В своем эссе 1929 года «За балетмейстерскую смену!» Якобсон утверждал, что идеологическая подготовка артистов балета как классово сознательных социалистов недостаточна и требует внимания, поскольку «внедрение сознания классовости искусства» так же важно, как и содержание того, что они будут танцевать[92]

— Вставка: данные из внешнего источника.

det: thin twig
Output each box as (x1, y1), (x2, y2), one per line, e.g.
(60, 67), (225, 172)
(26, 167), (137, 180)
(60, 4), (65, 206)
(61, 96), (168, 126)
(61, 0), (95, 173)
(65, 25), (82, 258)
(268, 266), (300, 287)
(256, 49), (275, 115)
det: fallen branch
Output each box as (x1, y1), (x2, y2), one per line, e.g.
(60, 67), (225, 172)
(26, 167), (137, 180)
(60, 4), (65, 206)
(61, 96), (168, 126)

. Вскоре выяснилось, что стратегически это было неразумно, поскольку директор училища, знаменитый педагог Ваганова, ясно понимала, что объектом критики Якобсона являются она и ее система обучения. Хотя впоследствии она стала уважать Якобсона как балетмейстера, она никогда не забывала этих юношеских и глупых классовых нападок на ее работу и ее преданность классическому балету. В 1931 году Ваганова по необходимости, поскольку не хватало хореографов, способных создавать балеты в классическом стиле, пригласила Якобсона на должность главного балетмейстера в академию ГАТОВ. Однако лично ей Якобсон не понравился, и через два года он уехал в Москву работать с балетом Большого театра[93].Написанная сразу после принятия правительством первого пятилетнего плана 1928 года статья «За балетмейстерскую смену!» демонстрирует озабоченность классовой иерархией, что соответствует тону и политическим настроениям того времени. Якобсон утверждает, что в балетной школе «социалистическое воспитание должно быть поставлено на первый план». Хотя сам он всего несколько лет как покинул балетное училище, акцент Якобсона на воспитании балетной молодежи в соответствии с марксистской идеологией вполне согласуется с тем, что исследователь русской истории Катерина Кларк называет общественно обязательными правилами игры культурной идеологии в Ленинграде конца 1920-х годов – вниманием к марксизму, социологии и рабочим. «Едва ли они были новыми, но теперь они стали общепринятыми, и каждый игрок в игре по созданию новой культуры должен был ссылаться на них и оправдывать ими свою позицию», – говорит Кларк об этой идеологической игре [Clark 1995: 186]. Якобсон выступает за политику поддержки хореографов и большее внимание к мнениям молодых танцовщиков, особенно из числа пролетариата. В своем эссе он не развивает эту тему; вместо этого он возвращается к тому, что в конечном итоге волнует его больше всего, – к задаче создания меритократии для молодых хореографов. Он предполагает, что быстрое индустриальное развитие, предписанное промышленности, может параллельно развиваться в балете через подготовку социалистических танцовщиков. Но именно унаследованную хореографию классической традиции Якобсон подвергает самой жесткой критике, называя классику «ветхими лохмотьями канонов»:
Новая форма хореографического спектакля до сих пор не найдена: пока ее нет, не будет и действительно советского хореографического спектакля. Молодежь должна идти по пути пропаганды физической культуры. Перейти от дряблой классики к бодрым темпам физической культуры. Упорно учиться. Бороться за классовое пролетарское искусство. Упорно искать новые танцевальные формы.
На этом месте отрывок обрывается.